Las condiciones del terreno son extremadamente difíciles. La vía se encuentra cubierta por grandes piedras, tierra suelta y restos del derrumbe, lo que obliga a los viajeros a avanzar con cautela para evitar resbalones o caídas hacia el abismo que bordea este peligroso tramo de carretera.
Testigos señalaron que cualquier paso en falso podría provocar una tragedia, debido a la proximidad del precipicio y a la inestabilidad del terreno afectado por los recientes deslizamientos.
Mientras tanto, varios vehículos de transporte interprovincial y rural permanecen varados en ambos extremos del derrumbe, sin poder continuar su recorrido. Los pasajeros, cansados de esperar durante horas sin una solución inmediata, decidieron continuar el trayecto caminando, cargando sus pertenencias para poder llegar a sus destinos.

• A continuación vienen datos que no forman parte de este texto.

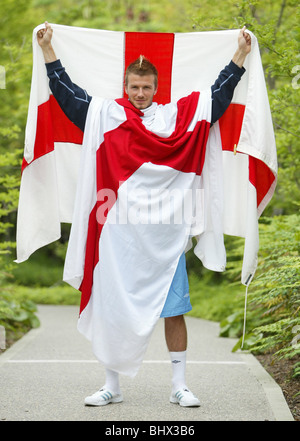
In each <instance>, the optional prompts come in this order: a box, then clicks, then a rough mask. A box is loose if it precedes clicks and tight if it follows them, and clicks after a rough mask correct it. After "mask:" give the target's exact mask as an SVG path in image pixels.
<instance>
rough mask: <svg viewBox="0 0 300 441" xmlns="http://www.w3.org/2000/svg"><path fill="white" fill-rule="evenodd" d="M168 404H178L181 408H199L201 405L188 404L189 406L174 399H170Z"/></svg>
mask: <svg viewBox="0 0 300 441" xmlns="http://www.w3.org/2000/svg"><path fill="white" fill-rule="evenodd" d="M170 403H173V404H179V406H181V407H200V406H201V404H200V403H199V402H195V403H193V404H192V403H190V404H185V403H180V401H178V400H177V399H176V398H172V397H171V398H170Z"/></svg>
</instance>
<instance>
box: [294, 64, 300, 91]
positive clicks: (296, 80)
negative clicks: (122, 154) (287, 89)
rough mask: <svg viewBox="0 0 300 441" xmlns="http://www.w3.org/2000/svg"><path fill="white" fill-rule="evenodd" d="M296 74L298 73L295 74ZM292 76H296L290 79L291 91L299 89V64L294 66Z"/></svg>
mask: <svg viewBox="0 0 300 441" xmlns="http://www.w3.org/2000/svg"><path fill="white" fill-rule="evenodd" d="M297 72H299V73H298V74H297ZM292 74H297V75H295V76H294V78H293V79H292V87H293V89H300V81H299V80H300V64H298V65H297V66H294V67H293V69H292Z"/></svg>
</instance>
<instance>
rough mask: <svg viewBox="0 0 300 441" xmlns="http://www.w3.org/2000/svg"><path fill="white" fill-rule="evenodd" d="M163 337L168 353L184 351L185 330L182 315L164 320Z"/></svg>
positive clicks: (185, 348) (184, 321)
mask: <svg viewBox="0 0 300 441" xmlns="http://www.w3.org/2000/svg"><path fill="white" fill-rule="evenodd" d="M165 336H166V342H167V347H168V349H169V351H170V352H181V351H186V349H187V330H186V325H185V320H184V316H183V315H177V316H175V317H166V318H165Z"/></svg>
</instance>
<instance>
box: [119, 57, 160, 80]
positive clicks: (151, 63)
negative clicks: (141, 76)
mask: <svg viewBox="0 0 300 441" xmlns="http://www.w3.org/2000/svg"><path fill="white" fill-rule="evenodd" d="M131 73H133V74H135V75H140V76H144V75H151V74H152V75H154V84H155V87H157V77H158V74H157V69H156V67H155V66H154V64H152V63H151V61H149V60H148V58H146V57H144V55H140V56H139V58H137V59H136V60H135V61H133V62H132V63H130V64H129V66H128V67H127V69H126V74H125V84H126V86H127V84H128V75H129V74H131Z"/></svg>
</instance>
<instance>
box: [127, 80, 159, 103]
mask: <svg viewBox="0 0 300 441" xmlns="http://www.w3.org/2000/svg"><path fill="white" fill-rule="evenodd" d="M156 90H157V88H156V87H155V77H154V75H152V74H150V75H143V76H141V75H136V74H133V73H130V74H129V75H128V82H127V85H126V86H125V91H126V93H127V95H128V98H129V101H130V102H131V104H133V105H134V107H136V108H137V109H139V110H143V109H146V108H147V107H149V106H151V104H152V100H153V96H154V94H155V93H156Z"/></svg>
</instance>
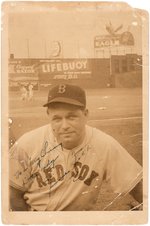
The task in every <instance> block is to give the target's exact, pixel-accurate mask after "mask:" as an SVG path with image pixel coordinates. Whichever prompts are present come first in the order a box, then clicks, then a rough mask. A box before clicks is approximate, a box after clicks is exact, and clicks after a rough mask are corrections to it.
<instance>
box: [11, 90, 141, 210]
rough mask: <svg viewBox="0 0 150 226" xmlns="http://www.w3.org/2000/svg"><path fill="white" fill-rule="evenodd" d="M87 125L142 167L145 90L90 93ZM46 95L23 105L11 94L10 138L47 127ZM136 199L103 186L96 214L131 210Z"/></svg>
mask: <svg viewBox="0 0 150 226" xmlns="http://www.w3.org/2000/svg"><path fill="white" fill-rule="evenodd" d="M86 93H87V108H88V109H89V119H88V124H89V125H91V126H93V127H96V128H98V129H100V130H102V131H104V132H106V133H108V134H110V135H111V136H113V137H114V138H115V139H116V140H118V141H119V143H120V144H121V145H122V146H123V147H125V148H126V149H127V151H128V152H129V153H130V154H131V155H132V156H133V157H134V158H135V159H136V160H137V161H138V162H139V163H140V164H141V165H142V89H141V88H128V89H125V88H107V89H88V90H86ZM46 101H47V91H35V92H34V97H33V100H31V101H22V100H21V94H20V93H19V92H10V94H9V118H11V119H12V124H11V136H13V137H14V138H15V139H18V138H19V137H20V136H21V135H23V134H24V133H25V132H28V131H30V130H32V129H35V128H37V127H39V126H42V125H44V124H47V123H48V117H47V114H46V109H45V108H44V107H43V104H44V103H46ZM133 201H134V200H133V198H132V197H131V196H130V195H129V194H128V195H126V196H125V197H123V198H122V199H118V198H116V194H113V193H112V191H111V189H110V186H109V185H108V184H106V183H104V184H103V186H102V189H101V191H100V194H99V198H98V200H97V205H96V206H95V210H130V209H131V208H132V207H133V205H132V203H133Z"/></svg>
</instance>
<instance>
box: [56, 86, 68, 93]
mask: <svg viewBox="0 0 150 226" xmlns="http://www.w3.org/2000/svg"><path fill="white" fill-rule="evenodd" d="M65 91H66V85H59V88H58V93H64V92H65Z"/></svg>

La situación también ha generado cuestionamientos debido a la ausencia de autoridades del Ministerio de Transportes y Comunicaciones (MTC) y de Provías, entidades responsables del mantenimiento y atención de emergencias en la red vial nacional.
Pobladores y transportistas señalaron que la zona de Suchimán es constantemente afectada por huaicos y deslizamientos, lo que convierte a este tramo en uno de los más peligrosos de la región. Cada temporada de lluvias, el riesgo de colapso o bloqueo de la carretera aumenta, dejando aisladas a varias localidades.

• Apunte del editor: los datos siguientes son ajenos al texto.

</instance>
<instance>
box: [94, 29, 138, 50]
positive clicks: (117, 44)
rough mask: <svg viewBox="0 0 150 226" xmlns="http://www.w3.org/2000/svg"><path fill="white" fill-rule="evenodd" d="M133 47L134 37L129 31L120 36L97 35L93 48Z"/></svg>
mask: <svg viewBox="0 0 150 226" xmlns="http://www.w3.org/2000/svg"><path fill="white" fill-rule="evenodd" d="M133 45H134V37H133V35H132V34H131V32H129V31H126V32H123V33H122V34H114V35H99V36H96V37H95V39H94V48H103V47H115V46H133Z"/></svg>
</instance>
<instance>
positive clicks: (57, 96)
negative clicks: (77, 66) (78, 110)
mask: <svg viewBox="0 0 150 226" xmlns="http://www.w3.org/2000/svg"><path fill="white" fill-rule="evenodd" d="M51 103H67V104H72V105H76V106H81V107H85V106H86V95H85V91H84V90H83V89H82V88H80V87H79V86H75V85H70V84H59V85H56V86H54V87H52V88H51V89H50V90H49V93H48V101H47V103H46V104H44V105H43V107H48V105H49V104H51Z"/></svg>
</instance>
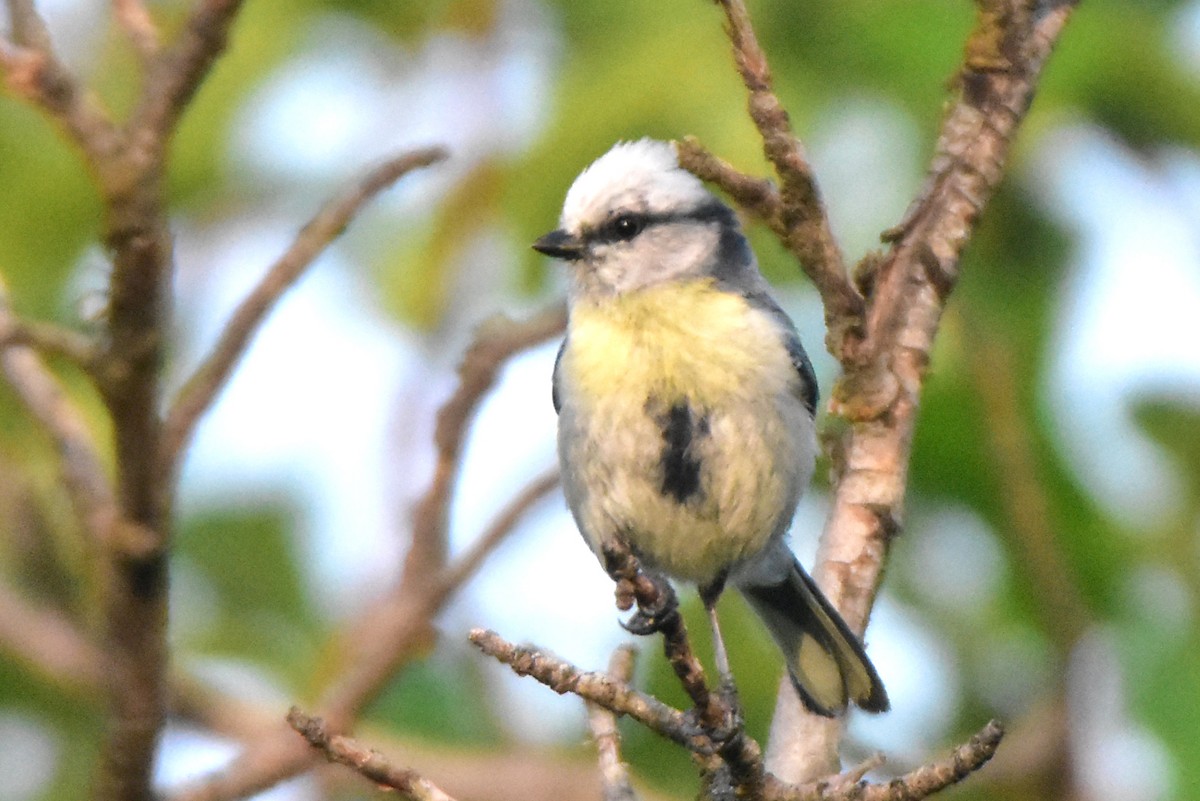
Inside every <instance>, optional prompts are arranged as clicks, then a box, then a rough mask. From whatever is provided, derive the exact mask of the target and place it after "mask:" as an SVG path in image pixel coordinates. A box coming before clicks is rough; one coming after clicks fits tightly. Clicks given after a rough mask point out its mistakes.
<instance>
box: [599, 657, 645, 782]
mask: <svg viewBox="0 0 1200 801" xmlns="http://www.w3.org/2000/svg"><path fill="white" fill-rule="evenodd" d="M634 656H635V651H634V649H632V648H631V646H629V645H622V646H619V648H618V649H617V650H616V651H613V655H612V658H611V660H610V661H608V676H610V677H611V679H612V680H613V681H618V682H620V683H623V685H628V683H629V682H630V680H631V679H632V677H634ZM587 707H588V729H590V730H592V739H593V740H594V741H595V743H596V754H598V757H599V759H600V781H601V785H602V788H604V801H637V794H636V793H635V791H634V785H632V783H631V782H630V781H629V769H628V767H626V765H625V763H623V761H620V730H619V729H618V728H617V715H616V713H614V712H613V711H612V710H608V709H605V707H602V706H600V705H599V704H593V703H592V701H587Z"/></svg>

El derrumbe registrado en esta ocasión vuelve a evidenciar la vulnerabilidad de esta vía estratégica, utilizada diariamente por transportistas, comerciantes y pasajeros que se desplazan entre Huánuco, La Libertad y Áncash.
Mientras tanto, los viajeros continúan cruzando la zona afectada con extrema dificultad, esperando que las autoridades intervengan de manera urgente para habilitar el tránsito y garantizar condiciones seguras en esta peligrosa carretera, que una vez más ha quedado bloqueada por los deslizamientos.